Após o sucesso de bilheteria do Bandido e da Mulher de Todos, Sganzerla e o diretor Júlio Bressane criaram no Rio de Janeiro a produtora cinematográfica Belair, cujo objetivo era demolir o discurso acadêmico que engessa o cinema e produzir filmes bons, baratos e bonitos. De janeiro a junho de 1970 realizaram os filmes Copacabana Mon Amour; Betty Bomba A Exibicionista; Carnaval na Lama; A Família do Barulho; Cuidado Madame; Barão Olavo, o Terrível e Sem Essa, Aranha. A Belair era audaciosa apesar da repressão, cinema piração, crítica social pesada, deboche pesado numa época que não dava pé para quem discordava, mas eles tiravam um sarro e mandavam as convenções para a casa do chapéu. Cinema-invenção! Os militares não gostaram da anarquia libertária destas produções e os cineastas foram para Londres. O exílio foi o caminho menos terrível paras os dois cineastas marginais no país do general Médici.
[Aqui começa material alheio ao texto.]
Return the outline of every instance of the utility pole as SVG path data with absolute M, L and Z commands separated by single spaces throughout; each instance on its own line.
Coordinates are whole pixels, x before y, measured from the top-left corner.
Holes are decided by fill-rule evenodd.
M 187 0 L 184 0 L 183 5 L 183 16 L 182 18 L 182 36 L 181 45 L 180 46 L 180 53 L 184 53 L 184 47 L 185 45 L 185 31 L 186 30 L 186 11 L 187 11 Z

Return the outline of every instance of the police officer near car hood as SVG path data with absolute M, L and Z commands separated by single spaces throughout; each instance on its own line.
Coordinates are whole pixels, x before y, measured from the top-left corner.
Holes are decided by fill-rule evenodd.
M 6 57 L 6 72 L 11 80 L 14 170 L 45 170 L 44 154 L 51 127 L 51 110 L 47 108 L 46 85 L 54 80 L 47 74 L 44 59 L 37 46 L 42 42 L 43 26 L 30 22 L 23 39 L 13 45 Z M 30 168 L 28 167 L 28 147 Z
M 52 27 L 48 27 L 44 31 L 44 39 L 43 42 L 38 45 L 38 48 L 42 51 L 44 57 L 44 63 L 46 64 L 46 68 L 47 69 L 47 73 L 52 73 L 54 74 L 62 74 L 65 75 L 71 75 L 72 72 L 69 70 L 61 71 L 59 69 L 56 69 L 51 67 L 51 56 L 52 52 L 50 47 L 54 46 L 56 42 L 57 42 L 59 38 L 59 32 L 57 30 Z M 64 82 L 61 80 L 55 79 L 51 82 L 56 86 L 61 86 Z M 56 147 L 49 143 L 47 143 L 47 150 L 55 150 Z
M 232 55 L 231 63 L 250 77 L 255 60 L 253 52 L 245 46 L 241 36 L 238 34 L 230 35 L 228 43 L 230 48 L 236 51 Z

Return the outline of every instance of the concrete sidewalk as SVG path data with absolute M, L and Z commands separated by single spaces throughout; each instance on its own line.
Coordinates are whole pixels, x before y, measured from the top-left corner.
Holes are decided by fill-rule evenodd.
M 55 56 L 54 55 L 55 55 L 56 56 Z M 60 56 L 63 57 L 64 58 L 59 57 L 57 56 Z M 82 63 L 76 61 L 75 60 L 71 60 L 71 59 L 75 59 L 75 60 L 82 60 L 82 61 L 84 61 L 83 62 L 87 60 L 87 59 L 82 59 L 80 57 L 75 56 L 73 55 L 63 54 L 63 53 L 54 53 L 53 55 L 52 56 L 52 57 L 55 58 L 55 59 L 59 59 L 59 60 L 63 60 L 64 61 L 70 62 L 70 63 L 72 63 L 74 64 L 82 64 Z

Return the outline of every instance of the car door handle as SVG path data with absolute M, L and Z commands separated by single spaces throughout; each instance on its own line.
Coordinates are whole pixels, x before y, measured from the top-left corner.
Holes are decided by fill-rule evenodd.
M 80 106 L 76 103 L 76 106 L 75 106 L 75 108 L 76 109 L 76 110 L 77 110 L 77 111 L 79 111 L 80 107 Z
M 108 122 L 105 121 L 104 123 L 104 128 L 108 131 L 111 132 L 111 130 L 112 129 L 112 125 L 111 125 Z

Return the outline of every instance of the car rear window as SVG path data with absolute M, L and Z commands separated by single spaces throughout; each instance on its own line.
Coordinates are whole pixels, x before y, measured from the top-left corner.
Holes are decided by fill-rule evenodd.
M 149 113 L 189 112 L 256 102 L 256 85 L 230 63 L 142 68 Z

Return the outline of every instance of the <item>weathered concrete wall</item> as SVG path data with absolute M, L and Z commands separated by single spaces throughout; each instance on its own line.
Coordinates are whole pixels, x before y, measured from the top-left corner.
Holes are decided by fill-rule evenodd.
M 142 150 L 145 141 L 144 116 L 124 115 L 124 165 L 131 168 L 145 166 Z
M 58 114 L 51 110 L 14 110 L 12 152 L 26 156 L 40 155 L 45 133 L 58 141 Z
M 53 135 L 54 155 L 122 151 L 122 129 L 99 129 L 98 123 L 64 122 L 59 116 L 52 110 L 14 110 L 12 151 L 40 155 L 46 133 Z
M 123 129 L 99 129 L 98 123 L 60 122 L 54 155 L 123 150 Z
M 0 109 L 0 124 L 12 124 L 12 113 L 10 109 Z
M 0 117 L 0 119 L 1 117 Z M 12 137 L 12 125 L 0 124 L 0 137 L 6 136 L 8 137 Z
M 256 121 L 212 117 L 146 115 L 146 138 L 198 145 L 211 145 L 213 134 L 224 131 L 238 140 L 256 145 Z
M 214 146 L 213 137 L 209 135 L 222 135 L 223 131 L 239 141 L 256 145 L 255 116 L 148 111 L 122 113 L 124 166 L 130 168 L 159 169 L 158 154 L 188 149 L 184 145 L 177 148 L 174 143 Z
Rogério Sganzerla afirmou que o cinema brasileiro está fadado a ser criativo e por isso ele é sabotado. Sem Essa, Aranha é experimentalismo radical, cinema agressivo, imoral na forma e coerente nas ideias. Exasperação numa época de assassinatos e desaparecidos. Os personagens, alucinados, correm de um lado para o outro. Metáfora do Brasil da fome, do desespero e do horror pintado com cores loucas num painel avacalhado. O deboche. O Brasil está fora do mapa em Sem Essa, Aranha, uma produção independente e corajosa, grande demais para a crítica pequeno-burguesa, violenta demais para os acadêmicos, suja demais para os padres de plantão, um tipo de cinema que berra, ofende e tira um sarro. O pai do Bandido, da Mulher de Todos e do Aranha fez cinema popular e sofisticado no país dos fantasmas esfomeados, subiu o morro de peito aberto e cortou o asfalto com perigosa imaginação. Sganzerla morreu em 2004 em decorrência de um tumor no cérebro, mas, apesar de morto, continua mais vivo que muitos cineastas idiotas e mercenários que só sabem perfumar merda e encher o saco seus sucessos imbecis. Salve Sganzerla!